Esta frase llevó de nuevo al espíritu de Doña Paca la idea de Nina y el sentimiento de su misteriosa desaparición. Notando en el ya parecerá de D. Romualdo una intención benévola y optimista, dio en creer que el buen señor, después que despachase el asunto principal, le hablaría del caso de la anciana, que sin duda no era de suma gravedad. Pronto la mente de la señora con rápido giro de veleta tornó a la idea de la herencia, y a ella se agarró, dejando lo demás en el olvido; y observando el presbítero su ansiedad de informes, se apresuró a satisfacerla.

–Pues ya sabrá usted que el pobre Rafael pasó a mejor vida el 11 de Febrero…

–No lo sabía, no, señor. Dios le haya dado su descanso… ¡ay!

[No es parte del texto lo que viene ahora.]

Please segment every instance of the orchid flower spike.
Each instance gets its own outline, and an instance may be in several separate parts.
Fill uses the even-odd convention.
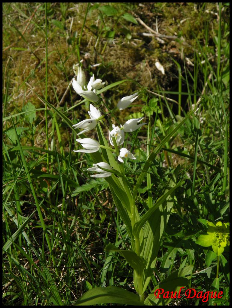
[[[138,92],[134,93],[132,95],[129,96],[125,96],[121,99],[118,102],[117,105],[117,107],[120,110],[122,110],[126,108],[129,106],[131,103],[136,99],[138,96],[137,95]],[[136,95],[137,95],[136,96]]]
[[[159,71],[160,71],[161,72],[163,75],[165,75],[165,72],[164,71],[164,69],[163,68],[163,67],[158,60],[156,60],[155,61],[155,65],[156,68]]]
[[[139,127],[147,124],[147,123],[142,123],[139,124],[139,122],[143,119],[145,118],[142,117],[139,118],[138,119],[131,119],[126,121],[121,128],[121,129],[123,129],[126,132],[134,132]]]
[[[84,130],[80,132],[77,134],[78,135],[80,134],[84,134],[89,131],[91,131],[95,127],[97,123],[97,120],[94,119],[87,119],[86,120],[83,120],[83,121],[81,121],[77,124],[74,124],[73,125],[73,127],[84,129]]]
[[[118,159],[121,163],[123,162],[122,158],[130,158],[131,159],[136,159],[136,157],[133,155],[132,153],[127,150],[126,148],[122,148],[120,150],[120,153]]]
[[[99,100],[99,98],[93,91],[83,90],[80,85],[74,78],[73,78],[71,83],[73,88],[77,93],[86,99],[92,102],[97,102]]]
[[[94,164],[94,167],[92,167],[92,168],[89,168],[87,169],[87,170],[88,171],[95,171],[96,172],[100,172],[101,173],[90,176],[92,177],[108,177],[108,176],[110,176],[112,174],[112,172],[109,171],[110,170],[111,170],[111,167],[107,163],[101,162],[100,163],[98,163],[97,164]],[[102,169],[100,169],[99,167],[101,167],[102,168],[104,168],[106,169],[108,169],[109,172],[102,170]]]
[[[124,142],[124,132],[120,129],[118,126],[115,126],[114,124],[112,125],[113,129],[110,132],[109,139],[111,145],[114,145],[114,143],[112,140],[112,137],[114,137],[116,140],[116,142],[118,145],[122,144]]]
[[[82,153],[93,153],[97,152],[100,148],[100,145],[98,142],[90,138],[77,139],[76,141],[81,143],[83,148],[87,149],[78,150],[77,151],[74,151],[74,152]]]

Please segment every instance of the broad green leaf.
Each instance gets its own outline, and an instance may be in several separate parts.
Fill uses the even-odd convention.
[[[21,137],[22,137],[22,132],[24,131],[27,131],[29,128],[28,127],[19,127],[16,128],[16,132],[18,135]],[[16,133],[14,129],[13,128],[10,128],[6,132],[6,135],[10,138],[10,140],[13,143],[16,143],[17,140],[17,136],[16,135]]]
[[[151,215],[155,212],[159,205],[163,202],[165,202],[167,197],[172,193],[174,192],[176,189],[182,185],[182,184],[183,182],[179,182],[175,186],[170,188],[168,191],[158,198],[152,207],[149,209],[146,213],[144,214],[139,221],[135,224],[133,228],[134,234],[135,235],[138,234],[144,224],[147,221]]]
[[[101,285],[101,286],[103,287],[106,286],[107,281],[106,276],[109,267],[112,266],[111,260],[113,255],[112,253],[110,253],[108,254],[107,257],[106,259],[103,267],[101,270],[100,284]]]
[[[41,110],[45,110],[45,108],[38,108],[37,109],[35,109],[35,111],[40,111]],[[30,114],[30,112],[34,112],[34,111],[32,110],[30,111],[27,111],[28,113]],[[2,118],[2,122],[4,122],[4,121],[6,121],[7,120],[10,120],[12,118],[15,118],[16,116],[21,116],[21,115],[24,114],[25,113],[26,113],[26,111],[24,111],[22,112],[19,112],[19,113],[16,113],[14,115],[12,115],[11,116],[6,116],[5,118]]]
[[[118,13],[117,10],[110,5],[103,5],[98,8],[98,9],[107,16],[114,16]]]
[[[76,196],[82,192],[88,191],[92,188],[98,186],[98,183],[97,182],[94,182],[91,184],[84,184],[81,186],[77,187],[72,194],[72,197]]]
[[[127,20],[127,21],[133,22],[133,23],[134,23],[135,25],[138,24],[138,22],[134,17],[130,14],[129,14],[129,13],[126,13],[125,14],[124,14],[122,15],[121,17],[126,19],[126,20]]]
[[[194,260],[194,250],[193,249],[189,249],[188,248],[186,248],[185,249],[185,251],[190,259],[192,259],[192,260]]]
[[[193,269],[193,265],[188,265],[183,269],[179,270],[170,275],[159,285],[157,286],[151,294],[145,300],[144,303],[148,306],[162,306],[161,299],[157,298],[154,293],[158,289],[163,289],[164,292],[172,292],[174,294],[176,292],[178,295],[179,291],[182,287],[185,287],[188,283],[189,280],[191,277]],[[156,293],[157,295],[157,292]],[[170,294],[170,293],[169,293]],[[162,296],[161,294],[160,297]],[[172,300],[170,297],[169,298],[164,298],[166,305]]]
[[[163,276],[169,270],[170,266],[173,265],[177,249],[175,247],[169,247],[166,253],[163,256],[160,268],[160,272],[163,274],[162,276]]]
[[[180,166],[178,165],[167,184],[165,193],[168,192],[170,188],[175,185],[179,169]],[[143,274],[143,292],[145,292],[151,275],[153,274],[152,269],[156,262],[163,232],[173,206],[174,193],[174,191],[173,191],[170,195],[165,198],[162,204],[150,216],[143,230],[144,240],[141,256],[147,262]],[[148,212],[152,208],[150,209]],[[142,219],[143,218],[143,216]]]
[[[214,281],[212,283],[212,284],[211,285],[211,287],[215,288],[219,291],[220,282],[219,278],[214,278]]]
[[[217,257],[217,254],[214,251],[208,250],[206,255],[206,265],[207,267],[211,265],[212,261]]]
[[[64,30],[64,25],[59,20],[56,20],[56,19],[52,19],[51,22],[58,28],[59,28],[61,30]]]
[[[136,294],[118,287],[94,288],[86,292],[75,305],[95,305],[99,304],[120,304],[141,305],[139,297]]]
[[[122,250],[110,243],[105,248],[106,251],[117,251],[126,259],[139,276],[141,276],[146,262],[142,257],[138,256],[133,250]]]
[[[210,235],[209,234],[202,234],[200,236],[195,242],[196,244],[200,245],[201,246],[208,247],[212,245],[214,239],[214,236],[213,234]]]
[[[8,212],[12,213],[11,213],[11,211],[10,211],[9,209],[8,209],[8,207],[6,205],[5,206],[6,208],[6,209],[7,210],[8,210]],[[35,212],[37,210],[35,209],[32,213],[28,217],[27,219],[20,226],[17,230],[17,231],[14,233],[13,235],[7,241],[6,243],[2,247],[2,253],[3,253],[5,251],[7,250],[7,249],[9,248],[9,247],[11,245],[13,244],[15,240],[17,238],[18,236],[22,234],[22,233],[25,233],[24,231],[23,230],[25,228],[25,226],[28,223],[34,215]],[[14,215],[12,214],[13,217],[15,218],[15,217]],[[17,221],[17,220],[16,219],[16,221]],[[18,225],[18,223],[17,223]]]
[[[222,270],[226,282],[230,285],[230,265],[229,262],[223,254],[219,256]]]
[[[26,115],[25,117],[26,121],[29,123],[32,124],[33,121],[36,118],[36,112],[35,107],[31,103],[28,102],[22,108],[22,111],[26,111]]]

–Era un santo. Su único error fue abominar del matrimonio, despreciando los excelentes partidos que sus amigos le proponíamos. Los últimos años vivió en un cortijo llamado las Higueras de Juárez

–Lo conozco. Esa finca fue de mi abuelo.

–Justamente: de D. Alejandro Juárez… Bueno: pues Rafael contrajo en las Higueras la afección del hígado que le llevó al sepulcro a los cincuenta y cinco años de edad. ¡Lástima de mocetón, casi tan alto como yo, señora, con una musculatura no menos vigorosa que la mía, y un pecho como el de un toro, y aquel rostro rebosando vida!…

–¡Ay!…

–En nuestras cacerías del jabalí y del venado, nunca conseguí cansarle. Su amor propio era más fuerte que su complexión fortísima. Desafiaba los chubascos, el hambre y la sed… Pues vea usted aquel roble quebrarse como una caña. A los pocos meses de caer enfermo se le podían contar los huesos al través de la piel… se fue consumiendo, consumiendo…

–¡Ay!…

–¡Y con qué resignación llevaba su mal, y qué bien se preparó para la muerte, mirándola como una sentencia de Dios, contra la cual no debe haber protesta, sino más bien una conformidad alegre! ¡Pobre Rafael, qué pedazo de ángel!…

–¡Ay!…

–Yo no vivía ya en Ronda, porque tenía intereses en mi pueblo que me obligaron a fijar mi residencia en Madrid. Pero cuando supe la gravedad del amigo queridísimo, me planté allá… Un mes le acompañé y asistí… ¡Qué pena!… Murió en mis brazos.

–¡Ay!…».

Estos ayes eran suspiros que a Doña Paca se le salían del alma, como pajaritos que escapan de una jaula abierta por los cuatro costados. Con noble sinceridad, sin dejar de acariciar en su pensamiento la probable herencia, se asociaba al duelo de D. Romualdo por el generoso solterón rondeño.

«En fin, señora mía: murió como católico ferviente, después de otorgar testamento…

–¡Ay!…

–En el cual deja el tercio de sus bienes a su sobrina en segundo grado, Clemencia Sopelana, ¿sabe usted? la esposa de D. Rodrigo del Quintanar, hermano del Marqués de Guadalerce. Los otros dos tercios los destina, parte a una fundación piadosa, parte a mejorar la situación de algunos de sus parientes que, por desgracias de familia, malos negocios u otras adversidades y contratiempos, han venido a menos. Hallándose usted y sus hijos en este caso, claro está que son de los más favorecidos, y…

–¡Ay!… Al fin Dios ha querido que yo no me muera sin ver el término de esta miseria ignominiosa. ¡Bendito sea una y mil veces el que da y quita los males, el Justiciero, el Misericordioso, el Santo de los Santos!…».

 

Con tal efusión rompió en llanto la desdichada Doña Francisca, cruzando las manos y poniéndose de hinojos, que el buen sacerdote, temeroso de que tanta sensibilidad acabase en una pataleta, salió a la puerta, dando palmadas, para que viniese alguien a quien pedir un vaso de agua.